Three children have died from hunger and dozens more are at risk of starvation in the besieged district of Wajid, about 300 km northwest of Somalia’s capital Mogadishu.
Mohamed Abdi Hassan, the chairman of a local youth association in Wajid, said the children died earlier this week. He said stocks of food and other supplies including medicines were almost exhausted in the district.
He added that no food supplies nor other goods had been transported in since al-Shabaab imposed a blockade around the district four months ago. Around 5,000 families live in Wajid.
“The group has positioned itself on all the main roads leading towards Wajid and is refusing access to the trucks and vehicles travelling to the district,” Hassan told Radio Ergo’s reporter in Baidoa by phone.
Al-Shabaab has lost the control of the district to the allied Somali and Ethiopian troops in February.

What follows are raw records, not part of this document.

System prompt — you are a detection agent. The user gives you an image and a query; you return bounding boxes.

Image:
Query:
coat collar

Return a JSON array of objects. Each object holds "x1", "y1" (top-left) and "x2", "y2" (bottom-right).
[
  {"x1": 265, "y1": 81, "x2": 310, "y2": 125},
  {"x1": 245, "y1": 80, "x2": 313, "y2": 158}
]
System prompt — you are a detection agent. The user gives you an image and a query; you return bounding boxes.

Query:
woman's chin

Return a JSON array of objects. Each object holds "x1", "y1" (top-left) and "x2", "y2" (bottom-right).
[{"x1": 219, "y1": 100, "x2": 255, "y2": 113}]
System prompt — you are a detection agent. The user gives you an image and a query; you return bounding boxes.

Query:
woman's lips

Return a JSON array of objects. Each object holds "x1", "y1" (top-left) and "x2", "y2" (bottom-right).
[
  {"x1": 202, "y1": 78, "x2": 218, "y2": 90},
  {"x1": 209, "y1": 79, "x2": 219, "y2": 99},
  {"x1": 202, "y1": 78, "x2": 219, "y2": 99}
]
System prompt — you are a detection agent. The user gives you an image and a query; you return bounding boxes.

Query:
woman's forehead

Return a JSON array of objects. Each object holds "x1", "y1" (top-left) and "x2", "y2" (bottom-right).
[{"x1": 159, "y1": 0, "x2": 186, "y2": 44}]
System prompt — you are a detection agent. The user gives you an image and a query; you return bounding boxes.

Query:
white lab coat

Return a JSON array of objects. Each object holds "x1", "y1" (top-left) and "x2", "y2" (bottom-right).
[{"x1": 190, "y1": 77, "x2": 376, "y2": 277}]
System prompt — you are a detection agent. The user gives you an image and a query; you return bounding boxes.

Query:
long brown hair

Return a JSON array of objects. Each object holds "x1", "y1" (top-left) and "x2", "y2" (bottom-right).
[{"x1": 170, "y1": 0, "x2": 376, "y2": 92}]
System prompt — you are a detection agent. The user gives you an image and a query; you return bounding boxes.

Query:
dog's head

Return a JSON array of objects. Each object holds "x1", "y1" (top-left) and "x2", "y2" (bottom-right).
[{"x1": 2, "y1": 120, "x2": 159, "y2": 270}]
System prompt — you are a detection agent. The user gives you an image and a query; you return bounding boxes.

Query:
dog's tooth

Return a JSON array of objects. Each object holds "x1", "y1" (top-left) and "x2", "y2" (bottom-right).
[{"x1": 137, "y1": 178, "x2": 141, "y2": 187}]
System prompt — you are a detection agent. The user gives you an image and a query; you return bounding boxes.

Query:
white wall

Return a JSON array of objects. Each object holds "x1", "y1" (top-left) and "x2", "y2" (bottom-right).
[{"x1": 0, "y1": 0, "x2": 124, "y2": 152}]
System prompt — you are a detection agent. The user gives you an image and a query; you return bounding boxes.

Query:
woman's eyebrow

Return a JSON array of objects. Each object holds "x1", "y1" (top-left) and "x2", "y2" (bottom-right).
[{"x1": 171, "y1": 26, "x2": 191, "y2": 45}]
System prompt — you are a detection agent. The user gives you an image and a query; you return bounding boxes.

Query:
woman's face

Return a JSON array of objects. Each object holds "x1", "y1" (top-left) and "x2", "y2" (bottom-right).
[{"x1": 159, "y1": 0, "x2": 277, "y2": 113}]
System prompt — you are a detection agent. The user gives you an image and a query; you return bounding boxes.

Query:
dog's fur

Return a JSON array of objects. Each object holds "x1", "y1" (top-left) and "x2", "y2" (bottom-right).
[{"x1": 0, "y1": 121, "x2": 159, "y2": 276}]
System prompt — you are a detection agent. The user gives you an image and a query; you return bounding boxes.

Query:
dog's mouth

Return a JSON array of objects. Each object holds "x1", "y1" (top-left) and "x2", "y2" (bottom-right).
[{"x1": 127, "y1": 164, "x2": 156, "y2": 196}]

The price of the little food available in the market has already more than doubled, forcing many poor families to stay without food for days.
However, the Somali federal government said it is planning to deliver food aid to besieged towns and villages including Wajid. The director general of the Interior and Federalism Ministry, Ali Abdidoon Halane, told Radio Ergo that more than 25 trucks and vehicles carrying food aid and medical supplies had been parked at Baidoa, about 90 km from Wajid, since 3 May because the roads to Wajid, Hudur and Burdubo were all closed by al-Shabaab.